Women were more likely to have experienced a scary situation, and are more likely to use a safety app or follow notification procedures with friends or family. Forty-eight percent of women follow these safety strategies, compared with 34 percent of men.
Many said growing a business in a competitive industry like real estate often creates the temptation to be the first — to respond, to host an open house — even if something feels off.
“It’s really easy to get caught in the emotion of that opportunity and wanting to help people quickly,” said Sotheby’s International Realty broker Stephanie LoVerde.

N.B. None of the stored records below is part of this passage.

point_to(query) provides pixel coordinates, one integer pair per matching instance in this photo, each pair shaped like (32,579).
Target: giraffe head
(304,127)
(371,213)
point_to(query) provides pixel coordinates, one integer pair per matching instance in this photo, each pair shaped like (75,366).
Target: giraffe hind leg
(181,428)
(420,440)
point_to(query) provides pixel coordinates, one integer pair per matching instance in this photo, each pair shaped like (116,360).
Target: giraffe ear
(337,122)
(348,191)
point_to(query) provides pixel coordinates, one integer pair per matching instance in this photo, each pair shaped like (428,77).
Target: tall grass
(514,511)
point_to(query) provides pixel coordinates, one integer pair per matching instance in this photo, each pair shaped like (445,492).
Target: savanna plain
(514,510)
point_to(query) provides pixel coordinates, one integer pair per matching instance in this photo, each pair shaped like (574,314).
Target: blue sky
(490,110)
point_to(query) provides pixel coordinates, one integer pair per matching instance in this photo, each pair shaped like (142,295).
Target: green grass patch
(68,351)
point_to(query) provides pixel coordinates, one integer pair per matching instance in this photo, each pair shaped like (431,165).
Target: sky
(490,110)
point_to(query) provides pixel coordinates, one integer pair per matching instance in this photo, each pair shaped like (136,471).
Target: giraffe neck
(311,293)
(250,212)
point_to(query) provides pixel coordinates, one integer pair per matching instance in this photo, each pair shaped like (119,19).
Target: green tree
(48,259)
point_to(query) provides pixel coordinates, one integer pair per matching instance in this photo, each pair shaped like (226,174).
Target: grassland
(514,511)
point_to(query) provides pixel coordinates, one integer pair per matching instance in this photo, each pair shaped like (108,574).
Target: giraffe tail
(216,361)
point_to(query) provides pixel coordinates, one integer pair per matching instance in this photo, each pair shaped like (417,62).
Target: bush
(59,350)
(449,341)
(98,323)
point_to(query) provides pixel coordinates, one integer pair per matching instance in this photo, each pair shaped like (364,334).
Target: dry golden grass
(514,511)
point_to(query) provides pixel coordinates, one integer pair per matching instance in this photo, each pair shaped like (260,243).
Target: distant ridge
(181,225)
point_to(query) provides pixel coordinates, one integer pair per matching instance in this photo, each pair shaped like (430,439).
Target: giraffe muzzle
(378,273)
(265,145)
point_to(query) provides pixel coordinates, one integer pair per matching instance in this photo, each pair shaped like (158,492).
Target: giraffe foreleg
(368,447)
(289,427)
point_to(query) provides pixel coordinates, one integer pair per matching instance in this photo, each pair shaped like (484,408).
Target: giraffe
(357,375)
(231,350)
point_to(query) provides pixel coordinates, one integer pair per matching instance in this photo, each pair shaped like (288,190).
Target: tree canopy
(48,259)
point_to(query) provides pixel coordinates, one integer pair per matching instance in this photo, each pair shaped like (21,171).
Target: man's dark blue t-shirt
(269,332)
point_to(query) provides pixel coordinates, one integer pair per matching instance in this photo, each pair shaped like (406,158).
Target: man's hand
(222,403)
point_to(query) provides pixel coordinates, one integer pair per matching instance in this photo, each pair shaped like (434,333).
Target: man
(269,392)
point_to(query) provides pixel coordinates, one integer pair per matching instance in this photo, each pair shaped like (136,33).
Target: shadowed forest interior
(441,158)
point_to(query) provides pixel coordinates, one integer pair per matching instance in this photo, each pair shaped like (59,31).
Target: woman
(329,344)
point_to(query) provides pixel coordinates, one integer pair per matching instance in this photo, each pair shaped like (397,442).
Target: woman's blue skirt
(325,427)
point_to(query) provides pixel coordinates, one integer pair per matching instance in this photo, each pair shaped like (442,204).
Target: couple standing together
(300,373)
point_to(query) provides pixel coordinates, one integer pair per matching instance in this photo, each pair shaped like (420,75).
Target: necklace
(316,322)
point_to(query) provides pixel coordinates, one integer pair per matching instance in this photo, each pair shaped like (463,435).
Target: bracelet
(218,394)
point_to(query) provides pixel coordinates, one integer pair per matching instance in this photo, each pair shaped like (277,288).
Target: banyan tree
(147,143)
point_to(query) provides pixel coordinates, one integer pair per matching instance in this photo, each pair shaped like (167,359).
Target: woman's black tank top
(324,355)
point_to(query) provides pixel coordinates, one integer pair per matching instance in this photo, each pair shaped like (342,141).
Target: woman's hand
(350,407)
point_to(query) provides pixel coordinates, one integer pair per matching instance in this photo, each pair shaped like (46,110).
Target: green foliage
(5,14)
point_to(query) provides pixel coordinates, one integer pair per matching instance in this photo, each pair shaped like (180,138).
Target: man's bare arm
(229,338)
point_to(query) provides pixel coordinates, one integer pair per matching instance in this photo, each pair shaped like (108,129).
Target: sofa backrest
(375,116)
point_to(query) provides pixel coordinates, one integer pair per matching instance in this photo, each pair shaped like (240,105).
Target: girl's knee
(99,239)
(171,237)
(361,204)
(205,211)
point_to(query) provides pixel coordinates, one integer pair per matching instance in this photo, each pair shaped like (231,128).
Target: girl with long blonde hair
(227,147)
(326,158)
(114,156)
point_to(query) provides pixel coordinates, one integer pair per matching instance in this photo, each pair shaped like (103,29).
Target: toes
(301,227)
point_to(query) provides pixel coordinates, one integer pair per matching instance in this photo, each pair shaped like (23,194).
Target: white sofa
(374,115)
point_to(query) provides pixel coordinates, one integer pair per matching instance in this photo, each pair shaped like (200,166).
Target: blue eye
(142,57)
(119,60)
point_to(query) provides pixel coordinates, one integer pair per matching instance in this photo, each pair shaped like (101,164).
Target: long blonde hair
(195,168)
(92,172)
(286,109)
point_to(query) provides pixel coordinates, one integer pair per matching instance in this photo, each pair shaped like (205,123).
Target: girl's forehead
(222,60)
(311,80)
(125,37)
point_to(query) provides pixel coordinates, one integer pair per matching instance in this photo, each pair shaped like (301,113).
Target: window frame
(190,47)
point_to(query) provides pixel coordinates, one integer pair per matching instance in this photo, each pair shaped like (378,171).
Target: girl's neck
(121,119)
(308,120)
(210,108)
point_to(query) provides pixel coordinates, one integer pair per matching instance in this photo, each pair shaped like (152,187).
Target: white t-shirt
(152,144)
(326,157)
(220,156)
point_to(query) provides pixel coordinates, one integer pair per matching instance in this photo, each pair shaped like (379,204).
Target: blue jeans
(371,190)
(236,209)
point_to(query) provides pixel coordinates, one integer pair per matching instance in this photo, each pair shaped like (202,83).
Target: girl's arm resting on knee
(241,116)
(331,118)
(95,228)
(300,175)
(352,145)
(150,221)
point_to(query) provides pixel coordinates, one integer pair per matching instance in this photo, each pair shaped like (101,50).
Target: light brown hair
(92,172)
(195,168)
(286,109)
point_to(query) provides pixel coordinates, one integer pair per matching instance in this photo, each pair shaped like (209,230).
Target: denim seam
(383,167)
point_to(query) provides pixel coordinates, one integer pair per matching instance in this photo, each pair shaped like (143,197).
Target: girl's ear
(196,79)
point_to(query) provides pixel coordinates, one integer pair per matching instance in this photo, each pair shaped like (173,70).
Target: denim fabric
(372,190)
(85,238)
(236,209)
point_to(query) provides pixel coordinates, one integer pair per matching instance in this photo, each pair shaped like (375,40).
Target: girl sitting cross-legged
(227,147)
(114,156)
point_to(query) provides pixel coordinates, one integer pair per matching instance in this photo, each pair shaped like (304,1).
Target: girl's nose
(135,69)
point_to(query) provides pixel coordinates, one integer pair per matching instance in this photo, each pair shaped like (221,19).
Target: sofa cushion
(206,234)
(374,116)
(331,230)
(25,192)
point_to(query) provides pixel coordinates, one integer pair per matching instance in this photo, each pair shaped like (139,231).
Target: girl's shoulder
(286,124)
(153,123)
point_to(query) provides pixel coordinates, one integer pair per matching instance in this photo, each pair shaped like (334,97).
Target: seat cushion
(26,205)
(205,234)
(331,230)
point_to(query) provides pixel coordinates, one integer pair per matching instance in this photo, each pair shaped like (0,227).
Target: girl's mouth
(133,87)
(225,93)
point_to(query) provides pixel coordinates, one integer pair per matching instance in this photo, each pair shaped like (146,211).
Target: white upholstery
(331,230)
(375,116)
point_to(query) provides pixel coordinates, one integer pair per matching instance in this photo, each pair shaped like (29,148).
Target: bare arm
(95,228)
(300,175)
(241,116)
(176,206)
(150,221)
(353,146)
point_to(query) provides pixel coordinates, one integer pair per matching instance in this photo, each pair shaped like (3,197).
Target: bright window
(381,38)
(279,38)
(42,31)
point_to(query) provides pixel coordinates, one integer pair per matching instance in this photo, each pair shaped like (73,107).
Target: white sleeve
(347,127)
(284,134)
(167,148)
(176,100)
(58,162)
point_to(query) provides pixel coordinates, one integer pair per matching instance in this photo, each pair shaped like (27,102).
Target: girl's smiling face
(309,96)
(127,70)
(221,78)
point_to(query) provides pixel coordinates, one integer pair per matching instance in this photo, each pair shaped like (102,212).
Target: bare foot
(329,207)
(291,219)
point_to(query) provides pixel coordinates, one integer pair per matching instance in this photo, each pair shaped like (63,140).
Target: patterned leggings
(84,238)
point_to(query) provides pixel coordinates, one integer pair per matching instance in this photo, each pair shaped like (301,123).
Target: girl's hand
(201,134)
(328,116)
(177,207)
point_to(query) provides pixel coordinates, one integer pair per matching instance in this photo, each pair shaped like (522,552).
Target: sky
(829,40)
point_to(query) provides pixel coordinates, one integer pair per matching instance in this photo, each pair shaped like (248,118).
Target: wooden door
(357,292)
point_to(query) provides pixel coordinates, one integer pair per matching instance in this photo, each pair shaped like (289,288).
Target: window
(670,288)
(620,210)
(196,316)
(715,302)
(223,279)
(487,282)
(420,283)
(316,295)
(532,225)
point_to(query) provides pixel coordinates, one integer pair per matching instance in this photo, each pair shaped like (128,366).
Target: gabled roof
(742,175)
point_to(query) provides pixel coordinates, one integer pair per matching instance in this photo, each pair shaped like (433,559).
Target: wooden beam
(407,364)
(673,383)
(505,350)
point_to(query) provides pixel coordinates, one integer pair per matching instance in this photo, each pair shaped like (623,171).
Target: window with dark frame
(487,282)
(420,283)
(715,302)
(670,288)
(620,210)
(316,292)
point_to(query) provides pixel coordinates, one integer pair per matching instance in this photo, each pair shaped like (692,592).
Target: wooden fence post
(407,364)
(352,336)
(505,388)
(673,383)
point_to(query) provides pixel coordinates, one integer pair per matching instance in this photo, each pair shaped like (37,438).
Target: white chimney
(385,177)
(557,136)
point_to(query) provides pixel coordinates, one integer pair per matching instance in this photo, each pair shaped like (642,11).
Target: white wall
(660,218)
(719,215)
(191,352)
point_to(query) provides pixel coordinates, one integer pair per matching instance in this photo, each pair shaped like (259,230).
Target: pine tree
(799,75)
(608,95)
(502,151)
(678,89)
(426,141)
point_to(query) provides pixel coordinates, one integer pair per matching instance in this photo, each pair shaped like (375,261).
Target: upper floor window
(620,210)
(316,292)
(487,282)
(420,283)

Real estate organizations offer guidance; just this September, the Chicago Association of Realtors hosted a crime-prevention seminar and self-defense class. The group issues primers on hosting safe open houses that urge agents to use tactics such as securing valuables, walking behind visitors instead of in front of them and knowing cellphone signal strength in a home’s various rooms. The Chicago Realtor group also suggests that realty agents keep their phones in hand and find an out — like calling one’s office — if a situation seems problematic.
During an open house, a sign-in sheet for visitors tracks who’s inside. And when closing up, it might behoove an agent to say something like, “Mike, go check the other bedroom,” even if there’s no Mike. Before leaving, it’s best to work back to front, checking rooms from the home’s rear first then working forward and leaving through the front door.
“You just never know what can happen,” Figueroa said.
When she began the firearm class in November, she said the instructor told her she was the second broker to come in. The first, the instructor told her, had been raped.
“I want to choose and have control of my own destiny,” she said, “because at this point, I should have been dead.”
Some agents mention crimes like the 2014 kidnapping and murder of Beverly Carter, who prosecutors said was killed in Arkansas after a duo set up a fake appointment with Carter to see a property.
“That shook me up big time,” said LoVerde, a broker since 2013. At the start of her career, she went to houses and apartments everywhere.
“I would work with anyone that had a pulse,” she said, “without even considering the position that I was putting myself in.”
One night sticks out. She had gone to an unfamiliar area at night, and found herself looking for the lock box in snow and black ice.
“I wasn’t comfortable, I wasn’t familiar with my surroundings,” she said. “I had no business being there at all at 8 o’clock at night by myself.”
Now, she’s more careful about her physical and virtual behavior. On her social media accounts — a necessity for agents to post listings and draw attention to available properties — she used to post things like, “Come visit me,” or “I’ll have cookies.” Now, she keeps it less personal with professional invitations from her company.
“I do think about that quite a bit,” she said. “No sale is worth your life. No amount of money is worth your safety.”
Despite potential dangers, Figueroa’s enthusiasm for her career hasn’t waned. Quitting was never an option.
“I really love it, and I’ve been doing it for so many years,” she said. “I can’t see myself doing anything else.”